Now, think of the time that someone important to you was experiencing something so profoundly heartbreaking and terrible. You started imagining how you would feel in their situation, while simultaneously trying to help them out of this dark place.

This likely left you feeling drained, emotionally depleted, and feeling lost yourself. This is the downfall of empathy. You end up taking on the emotions of others, and then you can’t help them or you. It’s like being on an airplane and fixing your oxygen mask so you don’t pass out and can actually help others.

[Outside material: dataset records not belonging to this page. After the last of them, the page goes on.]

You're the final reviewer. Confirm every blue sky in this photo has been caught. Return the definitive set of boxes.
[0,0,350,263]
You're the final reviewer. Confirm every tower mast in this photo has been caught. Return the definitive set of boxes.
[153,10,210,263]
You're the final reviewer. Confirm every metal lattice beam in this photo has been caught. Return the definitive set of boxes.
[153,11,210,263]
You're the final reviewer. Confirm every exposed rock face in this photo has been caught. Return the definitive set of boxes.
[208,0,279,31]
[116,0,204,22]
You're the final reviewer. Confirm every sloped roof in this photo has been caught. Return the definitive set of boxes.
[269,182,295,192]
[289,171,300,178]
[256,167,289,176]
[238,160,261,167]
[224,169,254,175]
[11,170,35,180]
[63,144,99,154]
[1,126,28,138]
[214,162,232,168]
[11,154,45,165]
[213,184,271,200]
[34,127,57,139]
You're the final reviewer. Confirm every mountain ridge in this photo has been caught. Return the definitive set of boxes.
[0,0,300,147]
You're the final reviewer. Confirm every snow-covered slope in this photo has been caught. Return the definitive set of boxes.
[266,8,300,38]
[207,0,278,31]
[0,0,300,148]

Adding in some compassion can help provide the balance you need to avoid either extreme. According to Allan Schwartz, LCSW, Ph.D., “Empathy for the plight of others is very positive and powerful. In it, the empathetic person is able to imagine being in the place of the troubled person and feel what they feel. In fact, empathy precedes compassion. Empathy without compassion leaves the individual drained of energy as a result of feeling what the other feels.”

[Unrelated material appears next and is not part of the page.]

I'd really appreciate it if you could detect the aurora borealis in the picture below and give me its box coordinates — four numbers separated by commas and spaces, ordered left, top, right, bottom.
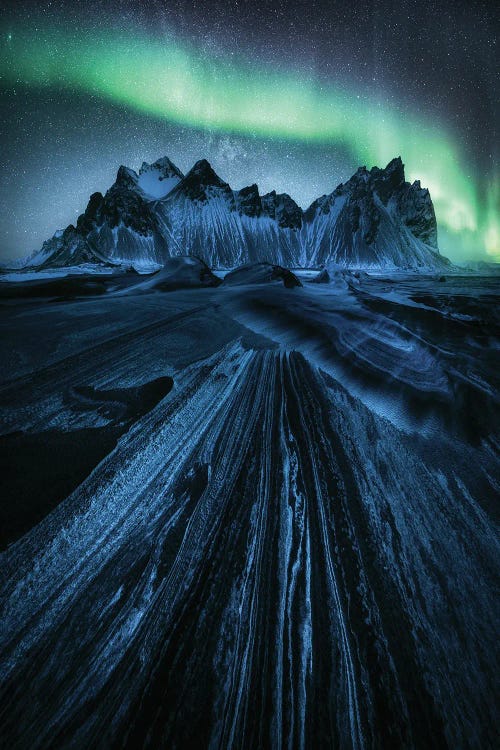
0, 3, 500, 260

He adds that “Empathy occurs immediately and leaves no emotional room between the individual and the one who is suffering. Compassion is more cognitive in nature. There is a sense of self-awareness that provides some necessary space between the two people. The empathizer experiences the same suffering with the other, leaving the empathizer overwhelmed. As a result, compassion allows the individual the be more helpful than the individual who experiences empathy alone.”

Is one more important than the other?

Empathy is a vital human characteristic that helps us form connections and an understanding of each other. It is essential to our relationships, helps us build our support systems, and keeps us from being lonely. However, it is not a magic rainbow of light; it comes with a dark side.

According to Rasmus Hougaard, empathy without compassion can have negative effects on our ability to lead. He says, “without compassion, empathy is a danger for leaders. As controversial as this may sound, the reasoning is simple: Empathy is the brain’s wired tendency to identify with those who are close to us—close in proximity, close in familiarity, or close in kinship. And when we empathize with those close to us, those who are not close or are different seem threatening. When unchecked, empathy can create more division than unity.”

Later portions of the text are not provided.